Thinking Machines Data Science
Data Engineer II | Aug 2024 - Present
A large Singaporean investment holding company
Investment data platform
- Owned backend feature development across more than 10 interconnected microservices powering deal discovery, due diligence, and portfolio monitoring workflows.
- Built backend services and data pipelines with FastAPI, Dagster, Kubernetes, and Snowflake, processing terabytes of data from vendor platforms including Sustainalytics, PitchBook, Bloomberg, and MSCI.
- Improved platform reliability and observability through production monitoring workflows using Kibana and Grafana.
Enterprise document intelligence platform
- Iterated on Snowflake Cortex AI agent workflows with the Knowledge Graph team so investment officers could extract data from long-form documents, run contextual queries, and analyze portfolio information at scale.
- Owned agent tooling, prompt engineering, evaluation, workflow tuning, and production incident triage across the document intelligence stack.
- Partnered with a roughly 15-person cross-functional team spanning frontend, backend, LLM workflows, MLOps, DevOps, and QA.
A major Philippine bank
Enterprise data products
- Led the data products workstream in a year-long engagement, partnering with C-suite leaders, directors, and business units to define and ship priority data products on Azure Databricks.
- Designed and productionized a daily Single Customer View pipeline that consolidated roughly 15 million records from four enterprise systems into about 7 million unique customer keys used across more than 10 business units.
- Built a probabilistic record-linkage engine with Splink, surfaced 748,000 candidate duplicate pairs missed by exact matching, and designed a five-tier confidence framework validated at more than 99.9 percent accuracy.

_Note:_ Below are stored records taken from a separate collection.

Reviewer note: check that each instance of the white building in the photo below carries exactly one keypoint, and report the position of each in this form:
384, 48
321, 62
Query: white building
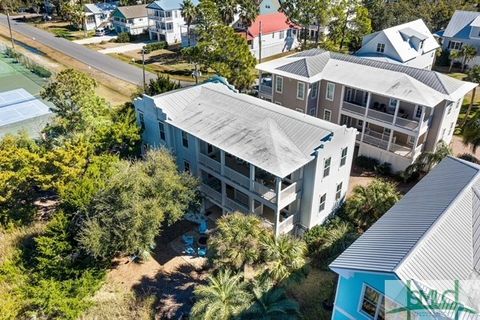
289, 168
410, 44
275, 33
166, 20
131, 19
97, 15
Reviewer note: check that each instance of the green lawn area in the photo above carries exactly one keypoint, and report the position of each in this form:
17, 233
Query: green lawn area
310, 293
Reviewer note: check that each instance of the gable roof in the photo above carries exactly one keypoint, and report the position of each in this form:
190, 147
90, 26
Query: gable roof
130, 12
270, 23
167, 5
419, 86
427, 235
460, 24
398, 38
277, 140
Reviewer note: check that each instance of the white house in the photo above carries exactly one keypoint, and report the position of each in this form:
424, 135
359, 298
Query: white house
166, 20
273, 31
131, 19
463, 29
97, 15
289, 168
410, 44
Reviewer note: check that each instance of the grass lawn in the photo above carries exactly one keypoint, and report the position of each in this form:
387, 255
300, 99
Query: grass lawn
310, 294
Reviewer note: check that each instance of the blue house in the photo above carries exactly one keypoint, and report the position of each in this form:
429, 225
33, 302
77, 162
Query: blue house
421, 260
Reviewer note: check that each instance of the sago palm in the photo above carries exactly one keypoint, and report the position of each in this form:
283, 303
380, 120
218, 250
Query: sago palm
224, 297
271, 303
189, 14
284, 255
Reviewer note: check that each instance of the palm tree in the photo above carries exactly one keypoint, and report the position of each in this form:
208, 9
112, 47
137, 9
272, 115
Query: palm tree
270, 304
474, 76
249, 11
368, 203
236, 242
453, 55
189, 13
228, 9
223, 298
471, 132
468, 52
284, 255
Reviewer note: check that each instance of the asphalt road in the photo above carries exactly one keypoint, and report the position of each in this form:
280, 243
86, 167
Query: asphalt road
99, 61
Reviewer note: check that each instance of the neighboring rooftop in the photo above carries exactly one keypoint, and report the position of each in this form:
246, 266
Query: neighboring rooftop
460, 24
406, 83
130, 12
400, 39
428, 234
20, 110
278, 140
167, 5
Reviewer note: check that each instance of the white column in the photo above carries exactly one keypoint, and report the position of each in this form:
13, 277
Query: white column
278, 190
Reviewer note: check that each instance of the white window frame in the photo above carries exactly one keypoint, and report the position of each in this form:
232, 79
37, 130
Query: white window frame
329, 112
301, 93
330, 87
277, 78
326, 168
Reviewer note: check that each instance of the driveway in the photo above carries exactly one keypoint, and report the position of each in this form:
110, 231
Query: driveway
124, 48
94, 40
99, 61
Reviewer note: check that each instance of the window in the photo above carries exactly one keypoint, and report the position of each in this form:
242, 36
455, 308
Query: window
343, 158
141, 118
314, 90
186, 166
323, 198
185, 139
338, 194
326, 167
278, 84
330, 91
161, 128
418, 112
300, 90
327, 115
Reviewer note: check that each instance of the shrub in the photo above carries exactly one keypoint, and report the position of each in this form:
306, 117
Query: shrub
123, 37
155, 46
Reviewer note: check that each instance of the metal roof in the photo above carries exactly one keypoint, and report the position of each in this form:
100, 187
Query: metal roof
427, 235
406, 83
460, 24
18, 107
277, 140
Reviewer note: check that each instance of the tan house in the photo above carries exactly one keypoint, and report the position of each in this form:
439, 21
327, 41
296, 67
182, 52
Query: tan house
400, 111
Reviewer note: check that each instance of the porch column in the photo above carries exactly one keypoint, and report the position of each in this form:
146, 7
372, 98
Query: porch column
278, 191
396, 111
222, 162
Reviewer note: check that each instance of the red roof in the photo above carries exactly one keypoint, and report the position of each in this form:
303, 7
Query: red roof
272, 22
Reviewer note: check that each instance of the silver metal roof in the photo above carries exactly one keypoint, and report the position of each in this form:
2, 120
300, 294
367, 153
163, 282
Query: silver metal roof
460, 24
427, 235
278, 140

- Cut Single Customer View runtime from more than four hours to under one hour and co-designed a Next Best Product recommendation pipeline covering 12 product types and four customer segments.

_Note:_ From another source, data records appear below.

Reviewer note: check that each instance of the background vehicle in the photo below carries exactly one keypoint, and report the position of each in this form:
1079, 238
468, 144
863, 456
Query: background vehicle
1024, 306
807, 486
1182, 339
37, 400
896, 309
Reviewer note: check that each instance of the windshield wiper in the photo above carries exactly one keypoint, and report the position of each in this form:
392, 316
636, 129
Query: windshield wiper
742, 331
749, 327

A Philippine education enterprise
Student-at-risk prediction platform
- Spearheaded the infrastructure and ingestion workstream for a student-at-risk prediction platform on Azure Databricks.

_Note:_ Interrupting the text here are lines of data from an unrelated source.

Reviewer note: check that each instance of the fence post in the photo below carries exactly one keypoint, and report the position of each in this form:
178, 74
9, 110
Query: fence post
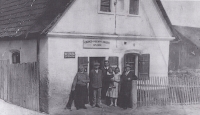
134, 94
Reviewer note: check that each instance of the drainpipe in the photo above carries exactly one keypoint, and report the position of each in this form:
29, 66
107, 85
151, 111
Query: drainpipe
115, 3
38, 66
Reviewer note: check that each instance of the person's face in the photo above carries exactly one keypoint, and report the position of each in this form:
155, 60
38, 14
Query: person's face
110, 70
117, 70
127, 69
96, 67
106, 64
81, 69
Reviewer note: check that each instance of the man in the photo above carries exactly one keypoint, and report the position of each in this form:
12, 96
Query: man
126, 87
106, 80
96, 84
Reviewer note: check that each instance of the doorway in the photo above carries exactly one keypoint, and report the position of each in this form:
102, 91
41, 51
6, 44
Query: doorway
93, 60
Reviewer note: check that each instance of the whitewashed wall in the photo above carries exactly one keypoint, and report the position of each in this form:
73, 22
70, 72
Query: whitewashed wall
62, 71
83, 17
27, 48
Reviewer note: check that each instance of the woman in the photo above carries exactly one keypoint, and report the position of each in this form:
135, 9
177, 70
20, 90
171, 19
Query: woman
113, 91
80, 87
126, 87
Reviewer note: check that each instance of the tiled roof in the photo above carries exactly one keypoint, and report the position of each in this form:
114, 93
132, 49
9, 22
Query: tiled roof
21, 17
190, 33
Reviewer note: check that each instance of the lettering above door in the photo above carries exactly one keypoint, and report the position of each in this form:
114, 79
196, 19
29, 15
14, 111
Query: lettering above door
96, 44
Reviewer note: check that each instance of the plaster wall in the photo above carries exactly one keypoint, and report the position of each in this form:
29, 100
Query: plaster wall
27, 48
62, 71
43, 69
149, 22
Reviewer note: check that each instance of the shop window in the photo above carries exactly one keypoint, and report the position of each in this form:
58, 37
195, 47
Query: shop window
83, 61
144, 66
15, 57
130, 59
120, 6
134, 7
139, 64
113, 61
105, 6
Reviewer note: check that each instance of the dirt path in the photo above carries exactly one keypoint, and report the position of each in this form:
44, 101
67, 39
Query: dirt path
155, 110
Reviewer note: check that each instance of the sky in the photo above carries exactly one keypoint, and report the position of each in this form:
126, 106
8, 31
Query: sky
183, 12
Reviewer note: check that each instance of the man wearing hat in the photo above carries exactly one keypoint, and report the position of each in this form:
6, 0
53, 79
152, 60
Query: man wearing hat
106, 80
126, 87
96, 84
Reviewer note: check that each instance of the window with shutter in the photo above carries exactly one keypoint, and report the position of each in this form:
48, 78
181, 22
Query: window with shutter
83, 61
113, 61
130, 59
134, 7
144, 66
105, 6
15, 57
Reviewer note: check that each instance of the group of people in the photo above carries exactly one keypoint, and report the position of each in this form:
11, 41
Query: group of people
105, 83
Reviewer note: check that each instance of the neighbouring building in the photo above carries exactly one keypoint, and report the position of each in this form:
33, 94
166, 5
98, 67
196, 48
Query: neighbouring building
184, 52
60, 35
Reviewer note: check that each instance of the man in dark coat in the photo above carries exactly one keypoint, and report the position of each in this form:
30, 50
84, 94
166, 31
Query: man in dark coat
96, 85
126, 87
106, 80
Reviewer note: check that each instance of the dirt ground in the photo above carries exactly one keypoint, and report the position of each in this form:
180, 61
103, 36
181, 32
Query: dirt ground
154, 110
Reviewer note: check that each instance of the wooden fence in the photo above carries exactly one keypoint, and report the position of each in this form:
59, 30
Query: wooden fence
19, 84
168, 91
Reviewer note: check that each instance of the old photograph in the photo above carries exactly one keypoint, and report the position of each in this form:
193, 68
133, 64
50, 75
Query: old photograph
99, 57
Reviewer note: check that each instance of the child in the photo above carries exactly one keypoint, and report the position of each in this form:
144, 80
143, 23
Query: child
113, 91
110, 74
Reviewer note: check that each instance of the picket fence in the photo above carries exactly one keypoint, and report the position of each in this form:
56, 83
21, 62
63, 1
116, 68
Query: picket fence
168, 91
19, 84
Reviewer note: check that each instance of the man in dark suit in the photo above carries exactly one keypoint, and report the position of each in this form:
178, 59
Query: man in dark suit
96, 85
126, 87
105, 80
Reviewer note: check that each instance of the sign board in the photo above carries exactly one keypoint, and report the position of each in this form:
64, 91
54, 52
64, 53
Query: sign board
96, 44
69, 54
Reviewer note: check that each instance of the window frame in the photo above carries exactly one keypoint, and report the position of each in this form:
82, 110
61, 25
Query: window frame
11, 56
138, 9
126, 12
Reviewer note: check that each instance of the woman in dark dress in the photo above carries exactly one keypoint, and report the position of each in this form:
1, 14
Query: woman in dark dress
79, 86
126, 87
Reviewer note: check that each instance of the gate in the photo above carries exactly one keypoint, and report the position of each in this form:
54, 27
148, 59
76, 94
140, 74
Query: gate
19, 84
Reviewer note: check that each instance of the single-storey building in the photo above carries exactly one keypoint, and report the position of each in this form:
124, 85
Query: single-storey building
62, 34
184, 52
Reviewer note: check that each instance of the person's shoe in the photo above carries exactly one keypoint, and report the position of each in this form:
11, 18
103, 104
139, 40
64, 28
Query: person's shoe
125, 108
84, 107
111, 104
68, 108
98, 106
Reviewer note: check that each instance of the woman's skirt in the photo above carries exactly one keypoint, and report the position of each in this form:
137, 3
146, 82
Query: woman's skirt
81, 96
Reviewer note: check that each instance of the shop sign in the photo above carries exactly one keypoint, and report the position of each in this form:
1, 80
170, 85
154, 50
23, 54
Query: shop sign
96, 44
69, 54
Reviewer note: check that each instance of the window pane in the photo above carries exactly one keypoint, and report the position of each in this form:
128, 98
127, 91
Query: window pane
15, 57
120, 6
105, 5
134, 7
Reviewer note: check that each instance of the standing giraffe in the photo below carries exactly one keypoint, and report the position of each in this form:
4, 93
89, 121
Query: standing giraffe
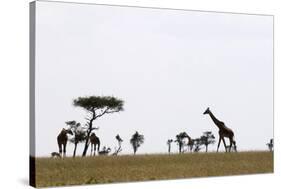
62, 140
223, 131
190, 143
94, 141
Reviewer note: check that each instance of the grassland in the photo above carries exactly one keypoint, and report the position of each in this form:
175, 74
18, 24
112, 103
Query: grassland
108, 169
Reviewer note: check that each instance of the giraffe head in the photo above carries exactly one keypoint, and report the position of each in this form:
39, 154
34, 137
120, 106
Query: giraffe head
68, 131
207, 111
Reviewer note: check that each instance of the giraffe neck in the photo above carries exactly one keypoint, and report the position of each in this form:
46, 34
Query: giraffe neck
215, 120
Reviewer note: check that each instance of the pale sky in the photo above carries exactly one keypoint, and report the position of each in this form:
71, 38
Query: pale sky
167, 65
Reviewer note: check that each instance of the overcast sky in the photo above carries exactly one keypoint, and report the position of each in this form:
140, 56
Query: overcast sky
167, 65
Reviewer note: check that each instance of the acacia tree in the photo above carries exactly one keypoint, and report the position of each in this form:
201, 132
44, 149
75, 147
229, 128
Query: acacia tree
207, 138
78, 132
96, 107
180, 140
136, 140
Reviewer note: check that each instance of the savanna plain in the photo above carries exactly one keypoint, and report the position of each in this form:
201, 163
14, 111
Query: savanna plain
128, 168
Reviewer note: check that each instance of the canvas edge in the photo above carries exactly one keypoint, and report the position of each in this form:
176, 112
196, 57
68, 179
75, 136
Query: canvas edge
32, 26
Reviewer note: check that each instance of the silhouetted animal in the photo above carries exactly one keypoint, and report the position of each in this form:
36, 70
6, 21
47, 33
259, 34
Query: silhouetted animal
105, 151
55, 155
62, 140
95, 141
223, 131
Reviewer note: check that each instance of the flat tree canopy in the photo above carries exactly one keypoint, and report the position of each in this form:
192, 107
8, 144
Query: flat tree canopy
97, 106
93, 103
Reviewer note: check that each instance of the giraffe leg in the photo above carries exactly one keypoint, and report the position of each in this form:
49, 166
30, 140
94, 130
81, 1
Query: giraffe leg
224, 144
91, 149
60, 149
219, 144
64, 150
231, 142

- Provisioned and managed platform infrastructure with Terraform, built API ingestion pipelines across three source systems, and migrated Excel-based linear regression models into production Databricks jobs.
- Accelerated team delivery by integrating AI coding agents into the development workflow using custom agent skills, hooks, and command layers.
A large Singaporean enterprise
Data ingestion and transformation
- Led the ingestion and transformation workstream, building end-to-end pipelines from four source systems in SQL Server and MongoDB into BigQuery.
- Designed surrogate key strategies to resolve identifier collisions between member and visitor systems and modeled production reporting tables for attendance analytics.
- Resolved memory failures in legacy Airflow DAGs by implementing chunked CSV processing before production rollout.
A Philippine airline
Enablement curriculum design
- Designed and delivered a six-course enablement curriculum covering Python and Power BI tracks from beginner to advanced levels in four days.
Internal Contributions
- Authored a standardized data ingestion scoping framework RFC for the engineering consulting team.
- Created post-exam study guides that supported certification preparation across the company.
- Built a proof-of-concept integration connecting ChatGPT to Databricks through an MCP server.